In this blog post, I will show you how to solve a Leet code problem that asks you to find the maximum strength of a group of numbers. The strength of a group is defined as the product of all numbers in the group, and the group can be any non-empty subset of the given list of numbers. I will also analyse the code, get its time and space complexity, and explain the code in detail.
The Problem
The problem statement is as follows:
You are given a 0-indexed integer array nums representing the score of students in an exam. The teacher would like to form one non-empty group of students with maximal strength, where the strength of a group of students of indices i0, i1, i2, … , ik is defined as nums[i0] * nums[i1] * nums[i2] * … * nums[ik].
Return the maximum strength of a group the teacher can create.
For example, given nums = [3,-1,-5,2,5,-9], the maximum strength is 1350 because one way to form a group of maximal strength is to group the students at indices [0,2,3,4,5]. Their strength is 3 * (-5) * 2 * 5 * (-9) = 1350.
However, given nums = [-4,-5,-4], the maximum strength is 20 because one way to form a group of maximal strength is to group the students at indices [0, 1]. Their strength is (-4) * (-5) = 20.
The Approach
To solve this problem, we need to consider two cases:
If there are no zeros in the list, then we can use all the numbers in the list to form a group of maximal strength. In this case, we need to multiply all the numbers together and make sure the result is positive.
To do that, we need to count how many negative numbers are in the list and keep track of the largest negative number (smallest positive absolute value).
If there are an even number of negative numbers, then multiplying them together will give a positive result. If there are an odd number of negative numbers, then multiplying them together will give a negative result, so we need to divide by the largest negative number to make it positive.If there are zeros in the list, then there can be three main scenarios.

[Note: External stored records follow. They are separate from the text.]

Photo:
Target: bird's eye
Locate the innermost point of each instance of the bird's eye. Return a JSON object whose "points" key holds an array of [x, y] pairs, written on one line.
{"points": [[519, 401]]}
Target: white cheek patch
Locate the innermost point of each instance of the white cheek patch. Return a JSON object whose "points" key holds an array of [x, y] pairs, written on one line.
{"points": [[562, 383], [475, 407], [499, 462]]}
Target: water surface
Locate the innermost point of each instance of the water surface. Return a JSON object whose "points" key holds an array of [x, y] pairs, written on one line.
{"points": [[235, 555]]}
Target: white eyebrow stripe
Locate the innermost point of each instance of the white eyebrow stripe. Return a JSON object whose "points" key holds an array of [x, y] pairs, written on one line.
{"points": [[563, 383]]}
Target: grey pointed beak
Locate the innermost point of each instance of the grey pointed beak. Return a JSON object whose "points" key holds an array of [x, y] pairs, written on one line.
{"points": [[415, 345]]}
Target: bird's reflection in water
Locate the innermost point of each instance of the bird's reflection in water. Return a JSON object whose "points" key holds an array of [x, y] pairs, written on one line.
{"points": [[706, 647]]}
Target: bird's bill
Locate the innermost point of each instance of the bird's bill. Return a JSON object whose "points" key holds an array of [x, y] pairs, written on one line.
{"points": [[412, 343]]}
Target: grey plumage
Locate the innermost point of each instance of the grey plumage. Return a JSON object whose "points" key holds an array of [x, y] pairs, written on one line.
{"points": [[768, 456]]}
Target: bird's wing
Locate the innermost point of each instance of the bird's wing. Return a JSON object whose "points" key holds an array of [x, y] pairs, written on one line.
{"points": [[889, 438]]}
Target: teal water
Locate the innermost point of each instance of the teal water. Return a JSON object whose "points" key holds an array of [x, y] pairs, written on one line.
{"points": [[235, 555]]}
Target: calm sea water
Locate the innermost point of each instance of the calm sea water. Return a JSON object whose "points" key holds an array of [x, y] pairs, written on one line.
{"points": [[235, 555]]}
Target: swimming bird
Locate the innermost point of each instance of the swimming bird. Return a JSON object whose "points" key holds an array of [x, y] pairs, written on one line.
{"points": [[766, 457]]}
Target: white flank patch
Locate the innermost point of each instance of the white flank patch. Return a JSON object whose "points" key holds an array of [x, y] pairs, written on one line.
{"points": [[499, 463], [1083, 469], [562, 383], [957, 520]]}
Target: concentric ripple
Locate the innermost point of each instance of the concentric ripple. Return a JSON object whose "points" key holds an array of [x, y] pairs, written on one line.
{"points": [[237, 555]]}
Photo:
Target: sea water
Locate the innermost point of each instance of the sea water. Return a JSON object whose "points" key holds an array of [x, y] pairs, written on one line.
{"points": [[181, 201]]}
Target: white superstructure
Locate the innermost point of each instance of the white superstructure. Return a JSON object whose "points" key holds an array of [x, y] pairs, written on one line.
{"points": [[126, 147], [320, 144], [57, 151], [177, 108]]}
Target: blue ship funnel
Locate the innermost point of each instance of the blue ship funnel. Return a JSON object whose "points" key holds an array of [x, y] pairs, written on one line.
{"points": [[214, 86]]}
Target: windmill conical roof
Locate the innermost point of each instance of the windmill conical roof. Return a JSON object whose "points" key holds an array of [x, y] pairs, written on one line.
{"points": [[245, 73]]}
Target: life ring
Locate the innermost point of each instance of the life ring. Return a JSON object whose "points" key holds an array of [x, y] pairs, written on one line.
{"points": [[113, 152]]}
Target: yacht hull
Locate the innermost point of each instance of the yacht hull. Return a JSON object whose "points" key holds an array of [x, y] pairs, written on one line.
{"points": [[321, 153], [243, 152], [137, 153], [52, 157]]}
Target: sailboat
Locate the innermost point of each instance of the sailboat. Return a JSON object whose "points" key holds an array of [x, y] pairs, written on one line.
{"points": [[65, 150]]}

First, there are positive numbers in the list. In this case, the solution will be fairly simple, and our algorithm will work.
Second, there are no positive numbers and there is just one negative number. In this case, the maximum group strength will be 0, because 0 > negative number.
Third, there are no positive numbers and odd/even negative numbers. In this case, our algorithm will work fine.
Here is the full code for this problem:
class Solution:
def maxStrength(self, nums: List[int]) -> int:
if len(nums) == 1:
return nums[0]
result = 1
negative_numbers_count = 0
largest_negative_number = min(nums)
largest_positive_number = -1
zero_in_nums = False
for i in nums:
largest_positive_number = max(largest_positive_number, i)
if i == 0:
zero_in_nums = True
continue
if i < 0:
negative_numbers_count += 1
largest_negative_number = max(largest_negative_number, i)
result *=i
# it total negative numbers are odd, resutl will be negative
# divding the largest -ve number means abs(-ve) will be the smallest postive
if negative_numbers_count % 2 == 1:
result //= largest_negative_number
# for test cases like [0,-1], [0,0,0]
if largest_positive_number == 0 and negative_numbers_count in [0,1]:
return 0
return result
The Complexity
The time complexity of this code is O(2^n), where n is the length of the list, because in the worst case, we have to explore all the subsets of the list, which are 2^n in number.
The space complexity of this code is O(n), where n is the length of the list, because in the worst case, we have to store n recursive calls in the call stack.
The Result
Here is a screenshot of the result of running this code on Leet code:
As you can see, this solution beats 97.26% of other Python3 submissions in runtime.
Solution
The Conclusion
In this blog post, I showed you how to solve a Leet code problem that asks you to find the maximum strength of a group of numbers. I also analysed the code, got its time and space complexity, and explained the code in detail. I hope you learned something from this post and enjoyed reading it. If you have any questions or feedback, feel free to leave a comment below. Thanks for reading!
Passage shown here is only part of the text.